Let $f:[0,1]\rightarrow \mathbb{R}$ by defined:
$$
f(x)=
\begin{cases}
xsin(\frac{\pi}{2}+\frac{\pi}{x}), x\neq 0\\
0, x=0\\
\end{cases}
$$and let define the curve $\alpha(t)=(t,f(t))$ when $t\in [0,1]$ is the curve rectifiable?
How should we approach this kind of question?
Best Answer
The curve is not rectifiable if we can find a "zig-zag" approximation for the curve with arbitrarily large arc length.

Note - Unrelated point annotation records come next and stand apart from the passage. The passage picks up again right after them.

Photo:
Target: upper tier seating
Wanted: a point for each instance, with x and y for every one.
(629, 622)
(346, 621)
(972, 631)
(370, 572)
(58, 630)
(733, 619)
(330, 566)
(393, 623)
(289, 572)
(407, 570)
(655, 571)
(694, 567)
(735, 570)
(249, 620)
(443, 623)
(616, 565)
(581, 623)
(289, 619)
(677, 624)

Pick $n\in \mathbb{N}$ greater than $3$, and for each $0< i < n$, let $t_i = \frac{1}{i}$, and let $t_n = 0$, $t_0=1$. Then if $0<i<n$ we have $$f(t_i) = t_i\sin\left(\frac{\pi}{2}+\frac{\pi}{x}\right) = t_i \sin\left(\frac{\pi}{2}(2i+1)\right) = (-1)^i t_i$$ Essentially, this path starts at $1$, goes to each local max and min of $f$ ($n-2$ times), and ends at $0$. Further, the length of this path (if it is defined) satisfies $$L \geq \sum_{i=1}^{n-2} \sqrt{(t_i-t_{i+1})^2+(f(t_i)-f(t_{i+1}))^2} \geq \sum_{i=1}^{n-2} \vert f(t_i) - f(t_{i+1})\vert$$ $$ = \sum_{i=1}^{n-2} \vert t_i+t_{i+1} \vert = \sum_{i=1}^{n-2} t_i+t_{i+1} \geq \sum_{i=1}^{n-2} \frac{1}{i}$$ Taking $n$ to infinity shows us that $L$ is greater than any real number, i.e. the curve is not rectifiable.